Essentially what this is saying is that it is able to be stored on a central server with many servers accessing it, it is not tied into your web server such as an opcode cache as it runs it’s own daemon and it is typically utilized for caching database results (doesn’t mean there aren’t additional things it is good for such as session handling — it is already integrated if you just cache the session handler to “memcache” and change your session.save_path to the server with memcached).
Memcache Example
$post_id = (int) $_GET['post_id']; $memcached = new Memcache; $memcached->connect('hostname', 11211); if (($row = $memcached->get('post_id_' . $post_id)) === false) { //yes this is safe, we type casted it already ;) $rs = mysql_query('SELECT * FROM post WHERE post_id = ' . $post_id); if ($rs && mysql_num_rows($rs) > 0) { $row = mysql_fetch_assoc($rs); // cache compressed for 1 hour $memcached->set('post_id_' . $post_id, $row, MEMCACHE_COMPRESSED, time() + 3600); } } var_dump($row);
This is a fairly typical example of memcached. We stored a single item in memory for future usage that might be accessed quite a bit. I recommend using this for records that are accessed the most, thats what a cache is all about.
Memcache Session Example
session.save_handler = memcache session.save_path = "tcp://hostname:11211"

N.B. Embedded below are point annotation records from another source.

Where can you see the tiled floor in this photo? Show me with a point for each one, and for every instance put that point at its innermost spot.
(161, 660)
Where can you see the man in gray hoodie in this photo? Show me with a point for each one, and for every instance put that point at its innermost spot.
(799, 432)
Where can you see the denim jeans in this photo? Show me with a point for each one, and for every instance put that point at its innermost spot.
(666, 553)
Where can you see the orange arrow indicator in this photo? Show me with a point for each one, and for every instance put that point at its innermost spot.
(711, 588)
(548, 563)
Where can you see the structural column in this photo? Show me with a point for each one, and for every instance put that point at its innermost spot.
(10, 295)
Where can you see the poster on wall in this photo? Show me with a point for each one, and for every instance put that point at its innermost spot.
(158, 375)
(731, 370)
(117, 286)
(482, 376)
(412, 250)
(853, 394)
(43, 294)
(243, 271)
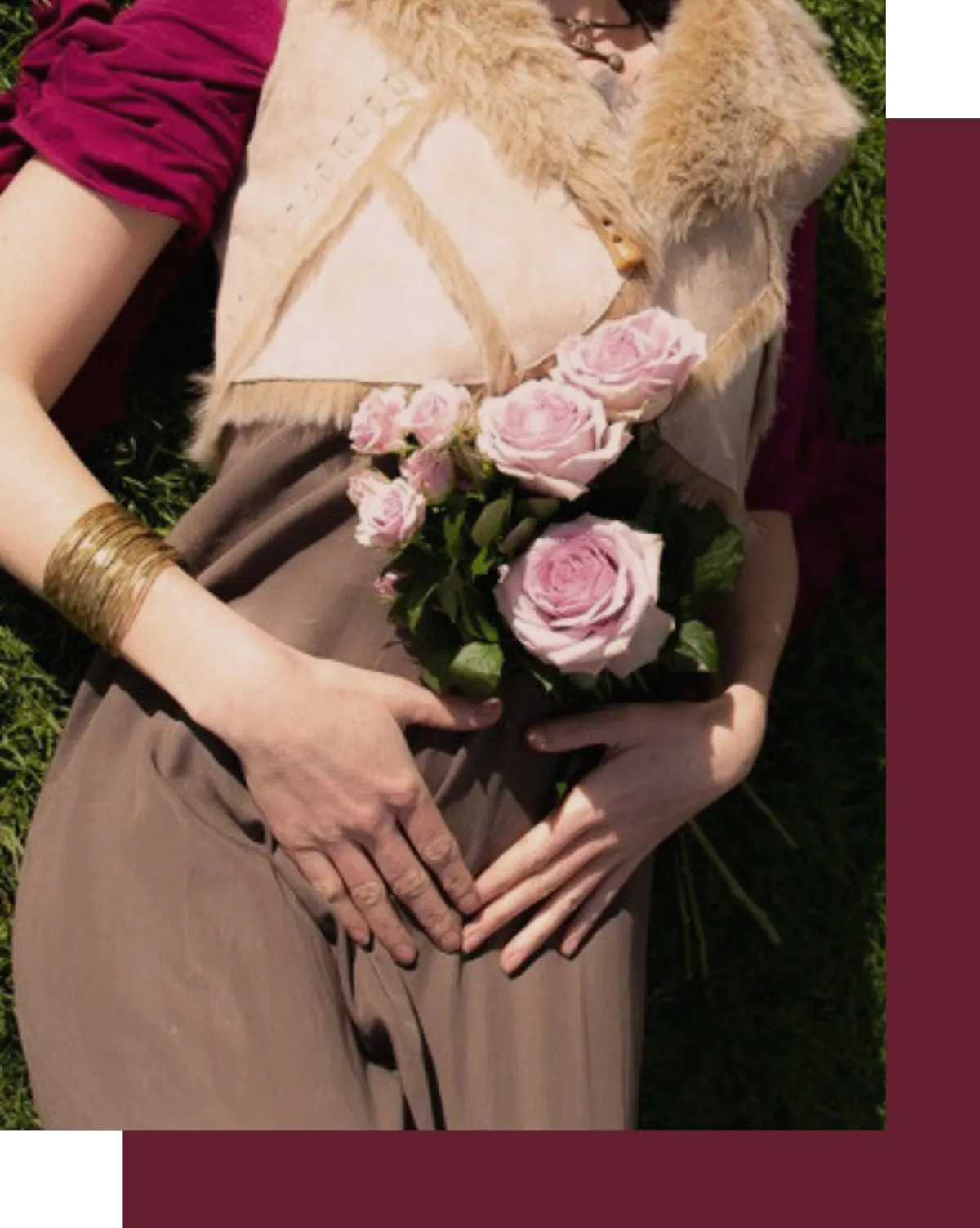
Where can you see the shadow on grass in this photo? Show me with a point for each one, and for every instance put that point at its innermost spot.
(792, 1037)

As you can see session handling is quite easy. For multiple memcached servers comma separate the save_path value with each server.
Database Memory Tables
Database memory tables, while I am not going to give an example, can be useful for session data. You can easily create a table with the storage engine of memory using MySQL. Create your own session handler and provide the data that way. This is a quick way to boost performance on sessions as well as keeping them distributed between multiple web servers. Personally, if you can, I would go the memcached route to keep the load off of the database server and let it work on serving other requests.
RAM Disk
While utilizing your RAM as a disk is not distributed it can easily be a quick adjustment to make your site perform faster. However, you might want to note the amount of memory you are going to be utilizing and ensure that on reboot that this directory is put back on the RAM Disk. Remember that information placed in RAM is lost on reboot or power failure.
Bind RAM to a Directory
mount --bind -ttmpfs /path/to/site/tmp /path/to/site/tmp
I attempt to avoid this route as I believe that the risk outweighs the gains, unless you are dealing with massive servers. But there are better tools such as memcached that I would trust more.
exit(0);
I hope that this was informative to some of you regarding caching techniques in PHP. I didn’t fully cover all of the potential caching techniques such as database caching that the RDBMS’s do and some of the other items such as Squid. I may cover more of these at a later time, if I attempt to get into it all now this post will never see the light of day. If you have anything to add send in a comment. Please note, I do not deploy these tactics on everything and anything but decide on certain logistics when and where these need to be implemented. Take into consideration the scale of the project, current overall impact and if you are just optimizing it just for the sake of doing it.